- Griffin–Spragins House
- U.S. National Register of Historic Places
- Nearest city: Greenville, Mississippi
- Coordinates: 33°17′47″N 91°8′5″W﻿ / ﻿33.29639°N 91.13472°W
- Area: less than one acre
- Built: 1850
- Architectural style: Greek Revival
- NRHP reference No.: 84002445
- Added to NRHP: April 5, 1984

= Griffin–Spragins House =

Historic house in Mississippi, United States

The Griffin–Spragins House (first called the Refuge Plantation House) is located in Refuge, Mississippi, approximately 10 mi southwest of Greenville.

Built in approximately 1850, it was listed on the National Register of Historic Places in 1984.
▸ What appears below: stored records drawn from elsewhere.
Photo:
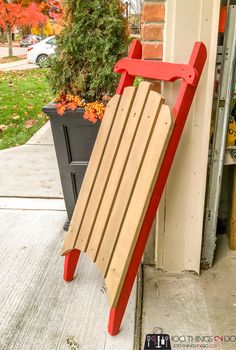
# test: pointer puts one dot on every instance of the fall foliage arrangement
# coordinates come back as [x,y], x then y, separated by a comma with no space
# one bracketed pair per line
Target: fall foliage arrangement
[93,38]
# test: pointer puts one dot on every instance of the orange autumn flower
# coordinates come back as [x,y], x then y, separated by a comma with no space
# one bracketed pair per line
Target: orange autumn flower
[93,110]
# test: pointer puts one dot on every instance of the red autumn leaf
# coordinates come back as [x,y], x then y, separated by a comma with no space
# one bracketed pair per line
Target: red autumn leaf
[30,123]
[15,15]
[72,105]
[61,108]
[91,116]
[3,127]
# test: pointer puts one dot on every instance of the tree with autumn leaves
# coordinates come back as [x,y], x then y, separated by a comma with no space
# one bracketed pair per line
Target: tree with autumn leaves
[24,13]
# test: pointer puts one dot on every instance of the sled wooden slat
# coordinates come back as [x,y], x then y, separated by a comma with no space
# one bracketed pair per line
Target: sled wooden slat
[133,166]
[93,166]
[136,210]
[119,240]
[103,172]
[135,117]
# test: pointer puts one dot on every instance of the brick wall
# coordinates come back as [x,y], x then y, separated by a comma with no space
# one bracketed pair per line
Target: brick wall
[152,28]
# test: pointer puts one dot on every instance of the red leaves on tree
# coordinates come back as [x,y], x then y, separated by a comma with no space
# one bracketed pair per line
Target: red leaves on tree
[15,15]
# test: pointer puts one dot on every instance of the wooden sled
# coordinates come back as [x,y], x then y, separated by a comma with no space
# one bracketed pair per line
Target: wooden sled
[127,173]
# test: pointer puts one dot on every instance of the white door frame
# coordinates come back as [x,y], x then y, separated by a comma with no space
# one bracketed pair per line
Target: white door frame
[179,221]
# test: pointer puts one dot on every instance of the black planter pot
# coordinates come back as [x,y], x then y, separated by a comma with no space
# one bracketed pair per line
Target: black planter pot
[74,138]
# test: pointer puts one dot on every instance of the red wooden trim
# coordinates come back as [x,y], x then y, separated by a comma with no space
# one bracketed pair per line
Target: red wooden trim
[71,260]
[181,109]
[157,70]
[135,51]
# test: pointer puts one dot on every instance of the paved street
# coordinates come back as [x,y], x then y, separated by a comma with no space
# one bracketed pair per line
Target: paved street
[17,51]
[18,65]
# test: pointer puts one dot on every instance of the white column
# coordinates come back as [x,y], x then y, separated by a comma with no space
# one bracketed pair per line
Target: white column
[180,216]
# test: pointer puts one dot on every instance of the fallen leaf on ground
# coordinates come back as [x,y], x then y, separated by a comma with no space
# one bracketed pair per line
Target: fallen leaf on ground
[30,123]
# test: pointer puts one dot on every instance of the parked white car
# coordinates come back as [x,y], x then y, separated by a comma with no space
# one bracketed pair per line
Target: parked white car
[39,52]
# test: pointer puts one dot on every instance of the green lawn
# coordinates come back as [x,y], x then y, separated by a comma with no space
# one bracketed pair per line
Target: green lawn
[22,95]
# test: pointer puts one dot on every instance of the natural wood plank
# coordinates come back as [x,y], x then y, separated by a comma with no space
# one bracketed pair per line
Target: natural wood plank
[105,168]
[232,234]
[134,162]
[136,114]
[135,213]
[89,179]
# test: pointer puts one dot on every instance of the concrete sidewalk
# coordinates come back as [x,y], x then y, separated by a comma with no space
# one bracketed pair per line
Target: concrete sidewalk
[38,309]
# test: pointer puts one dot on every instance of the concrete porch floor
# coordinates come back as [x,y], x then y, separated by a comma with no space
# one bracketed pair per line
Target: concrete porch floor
[192,305]
[38,309]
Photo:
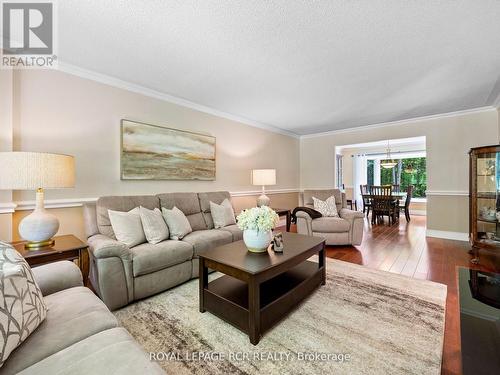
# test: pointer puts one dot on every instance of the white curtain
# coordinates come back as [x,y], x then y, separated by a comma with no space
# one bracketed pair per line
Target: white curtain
[359,176]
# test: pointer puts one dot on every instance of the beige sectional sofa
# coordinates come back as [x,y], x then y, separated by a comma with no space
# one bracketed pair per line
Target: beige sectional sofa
[347,229]
[79,335]
[121,275]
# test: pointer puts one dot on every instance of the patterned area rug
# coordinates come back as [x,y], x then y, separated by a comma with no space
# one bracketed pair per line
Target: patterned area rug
[363,321]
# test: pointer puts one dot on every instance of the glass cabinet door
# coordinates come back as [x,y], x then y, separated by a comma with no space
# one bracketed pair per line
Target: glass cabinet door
[488,202]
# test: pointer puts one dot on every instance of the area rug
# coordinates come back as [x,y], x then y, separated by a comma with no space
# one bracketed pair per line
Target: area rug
[363,321]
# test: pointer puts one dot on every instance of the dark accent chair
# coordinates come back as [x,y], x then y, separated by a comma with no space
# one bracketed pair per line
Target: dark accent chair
[406,206]
[366,199]
[383,204]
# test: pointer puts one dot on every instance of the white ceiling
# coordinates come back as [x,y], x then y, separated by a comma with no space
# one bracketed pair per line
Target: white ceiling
[301,66]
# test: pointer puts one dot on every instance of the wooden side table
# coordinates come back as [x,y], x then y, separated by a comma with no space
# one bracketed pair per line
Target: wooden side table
[285,212]
[66,247]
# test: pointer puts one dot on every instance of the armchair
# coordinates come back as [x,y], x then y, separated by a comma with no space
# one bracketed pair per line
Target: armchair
[347,229]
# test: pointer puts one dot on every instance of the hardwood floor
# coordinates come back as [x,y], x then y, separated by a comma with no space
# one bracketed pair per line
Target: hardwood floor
[403,248]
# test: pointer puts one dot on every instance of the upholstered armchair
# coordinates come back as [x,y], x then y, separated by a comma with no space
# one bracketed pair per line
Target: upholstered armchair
[347,229]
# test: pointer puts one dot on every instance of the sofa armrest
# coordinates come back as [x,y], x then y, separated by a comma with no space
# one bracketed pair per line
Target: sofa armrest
[102,247]
[304,223]
[54,277]
[356,219]
[350,215]
[111,270]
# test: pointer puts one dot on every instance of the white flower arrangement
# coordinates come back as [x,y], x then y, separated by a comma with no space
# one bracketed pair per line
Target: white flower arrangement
[258,218]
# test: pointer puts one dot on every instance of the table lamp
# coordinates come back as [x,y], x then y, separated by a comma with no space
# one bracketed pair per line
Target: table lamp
[263,177]
[37,171]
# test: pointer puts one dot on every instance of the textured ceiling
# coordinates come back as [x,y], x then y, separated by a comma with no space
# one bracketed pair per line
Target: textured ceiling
[302,66]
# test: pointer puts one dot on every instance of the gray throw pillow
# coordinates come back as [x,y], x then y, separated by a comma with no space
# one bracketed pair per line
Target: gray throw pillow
[327,208]
[127,226]
[222,214]
[178,224]
[23,307]
[155,228]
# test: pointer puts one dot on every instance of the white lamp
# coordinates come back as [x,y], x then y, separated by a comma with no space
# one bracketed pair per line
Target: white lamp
[263,177]
[37,171]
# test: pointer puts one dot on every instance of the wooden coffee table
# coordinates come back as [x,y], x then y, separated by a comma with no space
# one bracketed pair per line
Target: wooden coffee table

Francis Griffin purchased land in 1831 on a high ridge bordering the Mississippi River where he established "Refuge Plantation". By 1850, Griffin had 150 slaves working on his plantation. The "Refuge Plantation House", shaded by oak trees and protected from the river by a levee system, was erected with a view of the river.

The Griffins lost much of their fortune during the Civil War, and were forced to sell the property. A subsequent owner was Edmund Richardson, one of the wealthiest cotton growers in the south.

The home remains today one of the best examples of a mid-nineteenth-century plantation house in Washington County.